In fact, successful agents can work from anywhere… and it’s a message I’ve been hammering home to anyone who’ll listen for more than two years.

Coronavirus revolution

My current crop of workmates doesn’t mind a bit of dark-humoured ribbing at my expense. They’ve taken to suggesting I must have had a part to play in this current crisis, because it’s focused the world’s workforce on the opportunity to do a job without needing a brick-and-mortar office address.

Real estate agents can thrive from the flexibility of their own home base.

While I’ve been certain this workplace rebellion would eventually come, it’s the big story being missed among the current COVID-19 coverage: the revolution has been thrust upon us. It’s here and it’s now.

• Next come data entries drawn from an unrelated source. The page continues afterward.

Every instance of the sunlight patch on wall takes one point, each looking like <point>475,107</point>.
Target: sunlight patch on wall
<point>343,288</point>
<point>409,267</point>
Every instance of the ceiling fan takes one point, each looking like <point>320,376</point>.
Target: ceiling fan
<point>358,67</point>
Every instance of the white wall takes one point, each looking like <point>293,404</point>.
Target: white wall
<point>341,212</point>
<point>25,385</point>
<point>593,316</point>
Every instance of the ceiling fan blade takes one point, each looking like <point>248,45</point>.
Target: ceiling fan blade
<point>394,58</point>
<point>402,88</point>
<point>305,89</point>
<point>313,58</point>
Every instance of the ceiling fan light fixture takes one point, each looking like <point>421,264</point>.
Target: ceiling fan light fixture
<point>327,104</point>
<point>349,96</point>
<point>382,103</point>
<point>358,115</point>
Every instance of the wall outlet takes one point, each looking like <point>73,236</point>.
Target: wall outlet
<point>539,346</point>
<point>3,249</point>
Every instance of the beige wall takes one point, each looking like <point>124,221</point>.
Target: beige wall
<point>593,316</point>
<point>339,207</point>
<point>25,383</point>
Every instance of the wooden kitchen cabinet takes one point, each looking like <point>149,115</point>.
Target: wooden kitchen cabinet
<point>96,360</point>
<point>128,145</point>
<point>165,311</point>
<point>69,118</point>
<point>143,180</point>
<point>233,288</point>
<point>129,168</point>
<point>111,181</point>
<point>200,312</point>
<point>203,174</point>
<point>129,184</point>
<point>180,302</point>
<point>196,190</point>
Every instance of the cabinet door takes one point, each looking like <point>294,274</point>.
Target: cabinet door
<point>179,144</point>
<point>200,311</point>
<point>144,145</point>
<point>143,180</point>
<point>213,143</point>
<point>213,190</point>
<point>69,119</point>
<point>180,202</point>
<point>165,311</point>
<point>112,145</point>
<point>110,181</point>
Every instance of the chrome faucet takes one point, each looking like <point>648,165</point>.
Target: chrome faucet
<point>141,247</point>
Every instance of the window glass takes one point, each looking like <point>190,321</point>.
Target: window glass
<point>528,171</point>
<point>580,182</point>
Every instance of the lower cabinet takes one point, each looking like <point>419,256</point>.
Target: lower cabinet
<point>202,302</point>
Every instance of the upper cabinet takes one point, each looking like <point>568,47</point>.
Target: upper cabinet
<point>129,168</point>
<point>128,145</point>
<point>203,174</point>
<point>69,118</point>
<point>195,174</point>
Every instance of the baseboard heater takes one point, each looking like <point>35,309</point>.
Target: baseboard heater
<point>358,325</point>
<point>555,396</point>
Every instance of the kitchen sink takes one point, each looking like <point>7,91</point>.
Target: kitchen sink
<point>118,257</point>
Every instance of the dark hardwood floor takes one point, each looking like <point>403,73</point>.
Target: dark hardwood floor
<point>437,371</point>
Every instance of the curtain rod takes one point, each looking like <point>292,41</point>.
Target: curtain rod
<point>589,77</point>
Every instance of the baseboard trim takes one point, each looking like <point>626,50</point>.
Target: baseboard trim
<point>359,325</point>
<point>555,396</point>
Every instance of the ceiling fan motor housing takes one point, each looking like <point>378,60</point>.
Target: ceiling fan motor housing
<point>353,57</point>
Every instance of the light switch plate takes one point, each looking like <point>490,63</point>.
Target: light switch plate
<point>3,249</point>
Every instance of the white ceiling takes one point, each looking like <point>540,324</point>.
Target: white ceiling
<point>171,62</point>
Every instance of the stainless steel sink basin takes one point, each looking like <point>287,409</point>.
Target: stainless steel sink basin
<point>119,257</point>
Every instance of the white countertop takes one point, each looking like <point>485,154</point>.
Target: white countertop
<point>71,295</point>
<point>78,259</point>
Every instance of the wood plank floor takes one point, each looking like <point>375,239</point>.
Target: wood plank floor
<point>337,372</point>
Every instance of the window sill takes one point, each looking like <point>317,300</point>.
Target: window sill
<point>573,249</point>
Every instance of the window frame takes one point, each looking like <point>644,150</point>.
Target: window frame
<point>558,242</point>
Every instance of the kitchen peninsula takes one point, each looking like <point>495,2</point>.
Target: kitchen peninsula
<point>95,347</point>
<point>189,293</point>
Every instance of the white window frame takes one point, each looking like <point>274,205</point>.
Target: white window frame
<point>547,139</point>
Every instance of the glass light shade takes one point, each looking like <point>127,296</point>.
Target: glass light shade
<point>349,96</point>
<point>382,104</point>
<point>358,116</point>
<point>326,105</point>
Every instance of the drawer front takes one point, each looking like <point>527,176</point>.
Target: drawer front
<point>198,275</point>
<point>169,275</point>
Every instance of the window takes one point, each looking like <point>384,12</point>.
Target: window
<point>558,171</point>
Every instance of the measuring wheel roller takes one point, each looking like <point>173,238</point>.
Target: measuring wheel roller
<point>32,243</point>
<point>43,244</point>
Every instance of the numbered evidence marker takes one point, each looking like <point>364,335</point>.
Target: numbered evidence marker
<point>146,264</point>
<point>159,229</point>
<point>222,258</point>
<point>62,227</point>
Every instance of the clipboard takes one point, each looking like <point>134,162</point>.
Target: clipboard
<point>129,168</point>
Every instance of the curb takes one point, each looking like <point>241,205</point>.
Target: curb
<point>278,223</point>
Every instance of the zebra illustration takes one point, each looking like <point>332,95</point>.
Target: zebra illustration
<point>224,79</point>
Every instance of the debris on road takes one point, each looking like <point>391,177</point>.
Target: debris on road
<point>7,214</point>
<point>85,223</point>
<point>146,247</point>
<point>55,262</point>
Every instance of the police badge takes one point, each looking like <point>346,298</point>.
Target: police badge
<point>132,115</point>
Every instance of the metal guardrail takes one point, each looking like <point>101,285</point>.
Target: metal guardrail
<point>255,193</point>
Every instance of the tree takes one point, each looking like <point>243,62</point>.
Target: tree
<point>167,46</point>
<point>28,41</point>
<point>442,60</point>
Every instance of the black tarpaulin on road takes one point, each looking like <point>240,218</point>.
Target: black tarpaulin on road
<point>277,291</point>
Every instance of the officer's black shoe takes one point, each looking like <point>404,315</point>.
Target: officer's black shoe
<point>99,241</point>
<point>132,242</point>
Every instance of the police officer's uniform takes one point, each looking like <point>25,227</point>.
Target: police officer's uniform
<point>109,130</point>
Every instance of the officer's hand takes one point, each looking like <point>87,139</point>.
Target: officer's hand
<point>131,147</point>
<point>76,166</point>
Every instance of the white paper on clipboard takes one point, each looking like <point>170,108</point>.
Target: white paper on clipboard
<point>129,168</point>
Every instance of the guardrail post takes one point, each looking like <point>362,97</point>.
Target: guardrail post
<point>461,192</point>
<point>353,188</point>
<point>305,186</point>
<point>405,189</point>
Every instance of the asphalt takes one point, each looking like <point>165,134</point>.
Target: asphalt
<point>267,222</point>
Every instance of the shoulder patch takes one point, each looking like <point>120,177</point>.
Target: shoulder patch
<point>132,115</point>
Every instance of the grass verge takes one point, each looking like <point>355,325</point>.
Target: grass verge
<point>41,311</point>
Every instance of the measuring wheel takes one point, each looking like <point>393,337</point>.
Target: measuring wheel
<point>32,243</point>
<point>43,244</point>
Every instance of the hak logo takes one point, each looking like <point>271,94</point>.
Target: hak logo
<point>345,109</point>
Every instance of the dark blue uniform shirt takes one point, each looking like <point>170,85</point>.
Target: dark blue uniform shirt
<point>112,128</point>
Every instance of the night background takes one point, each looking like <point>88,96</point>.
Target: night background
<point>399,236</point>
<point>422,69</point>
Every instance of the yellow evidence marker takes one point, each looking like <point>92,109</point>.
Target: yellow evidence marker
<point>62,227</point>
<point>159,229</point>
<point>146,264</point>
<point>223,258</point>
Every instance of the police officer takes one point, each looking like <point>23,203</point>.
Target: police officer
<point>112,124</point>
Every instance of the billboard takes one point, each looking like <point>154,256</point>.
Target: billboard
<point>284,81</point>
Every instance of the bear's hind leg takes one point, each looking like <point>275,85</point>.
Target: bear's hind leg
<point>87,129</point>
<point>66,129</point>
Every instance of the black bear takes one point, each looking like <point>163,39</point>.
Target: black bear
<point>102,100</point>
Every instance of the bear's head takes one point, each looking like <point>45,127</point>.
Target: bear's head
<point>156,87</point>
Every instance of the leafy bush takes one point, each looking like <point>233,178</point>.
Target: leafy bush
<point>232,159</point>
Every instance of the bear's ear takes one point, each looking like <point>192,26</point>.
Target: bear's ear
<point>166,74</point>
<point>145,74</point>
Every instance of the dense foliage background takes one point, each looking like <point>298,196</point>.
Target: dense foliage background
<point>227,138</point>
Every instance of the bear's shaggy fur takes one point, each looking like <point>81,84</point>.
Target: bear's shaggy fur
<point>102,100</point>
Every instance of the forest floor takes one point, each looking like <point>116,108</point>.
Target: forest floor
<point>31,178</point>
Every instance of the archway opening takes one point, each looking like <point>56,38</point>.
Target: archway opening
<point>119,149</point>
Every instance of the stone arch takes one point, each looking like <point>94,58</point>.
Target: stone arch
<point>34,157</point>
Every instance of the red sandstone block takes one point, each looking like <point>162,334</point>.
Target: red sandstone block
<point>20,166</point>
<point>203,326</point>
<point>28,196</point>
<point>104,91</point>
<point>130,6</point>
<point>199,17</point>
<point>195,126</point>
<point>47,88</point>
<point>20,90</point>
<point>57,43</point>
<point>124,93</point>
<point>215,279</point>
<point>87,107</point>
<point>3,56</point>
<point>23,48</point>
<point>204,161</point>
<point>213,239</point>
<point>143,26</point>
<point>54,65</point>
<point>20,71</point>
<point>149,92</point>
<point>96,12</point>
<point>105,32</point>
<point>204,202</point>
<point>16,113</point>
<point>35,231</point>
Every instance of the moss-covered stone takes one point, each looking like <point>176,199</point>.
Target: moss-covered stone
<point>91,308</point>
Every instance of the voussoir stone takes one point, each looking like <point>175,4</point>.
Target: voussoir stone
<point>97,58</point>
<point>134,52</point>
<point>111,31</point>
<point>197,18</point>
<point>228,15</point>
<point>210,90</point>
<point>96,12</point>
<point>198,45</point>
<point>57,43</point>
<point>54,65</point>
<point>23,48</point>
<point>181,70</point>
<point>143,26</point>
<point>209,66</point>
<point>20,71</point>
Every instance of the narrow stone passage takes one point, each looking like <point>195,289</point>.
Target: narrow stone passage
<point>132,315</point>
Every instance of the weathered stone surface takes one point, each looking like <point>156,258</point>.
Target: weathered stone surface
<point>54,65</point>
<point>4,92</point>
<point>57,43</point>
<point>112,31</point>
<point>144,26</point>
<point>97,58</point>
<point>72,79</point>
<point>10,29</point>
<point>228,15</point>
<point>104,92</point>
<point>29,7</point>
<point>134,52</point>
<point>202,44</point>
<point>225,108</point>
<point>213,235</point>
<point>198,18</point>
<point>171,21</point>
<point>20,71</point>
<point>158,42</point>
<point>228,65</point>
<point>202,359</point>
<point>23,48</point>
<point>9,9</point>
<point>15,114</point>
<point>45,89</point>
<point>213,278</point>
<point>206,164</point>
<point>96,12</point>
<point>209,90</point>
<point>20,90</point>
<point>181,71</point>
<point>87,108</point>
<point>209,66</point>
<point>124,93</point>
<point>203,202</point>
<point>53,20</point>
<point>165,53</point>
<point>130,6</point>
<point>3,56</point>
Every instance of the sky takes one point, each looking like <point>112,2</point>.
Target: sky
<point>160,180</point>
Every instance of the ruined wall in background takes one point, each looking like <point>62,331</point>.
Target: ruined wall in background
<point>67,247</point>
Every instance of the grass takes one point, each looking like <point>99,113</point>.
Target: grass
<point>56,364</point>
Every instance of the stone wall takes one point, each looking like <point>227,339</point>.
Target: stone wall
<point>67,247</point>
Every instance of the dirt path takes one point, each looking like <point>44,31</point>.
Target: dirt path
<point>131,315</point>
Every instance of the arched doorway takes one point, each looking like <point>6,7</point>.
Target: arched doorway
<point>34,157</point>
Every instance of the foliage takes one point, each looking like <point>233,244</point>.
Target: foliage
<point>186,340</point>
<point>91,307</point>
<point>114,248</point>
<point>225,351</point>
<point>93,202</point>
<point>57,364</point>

So, we continue to head through the surrealism of 2020’s first quarter. Many of us feel a bit punch-drunk with uncertainty after being slammed by fast-moving, tough news on an hourly basis. But I think you can grasp onto two rock-solid predictions over the coming months:

  1. 1. We will eventually get through COVID-19 and the world won’t end.
  2. 2. The real estate revolution is here.

Like everyone else, I’m looking forward to the outbreak’s end where, hopefully, there will have been minimal impact to as many people as possible.

But I’m also looking forward to some of the changes becoming permanent, where agents will take charge of their destiny and forge ahead well away from the big-agency franchise model.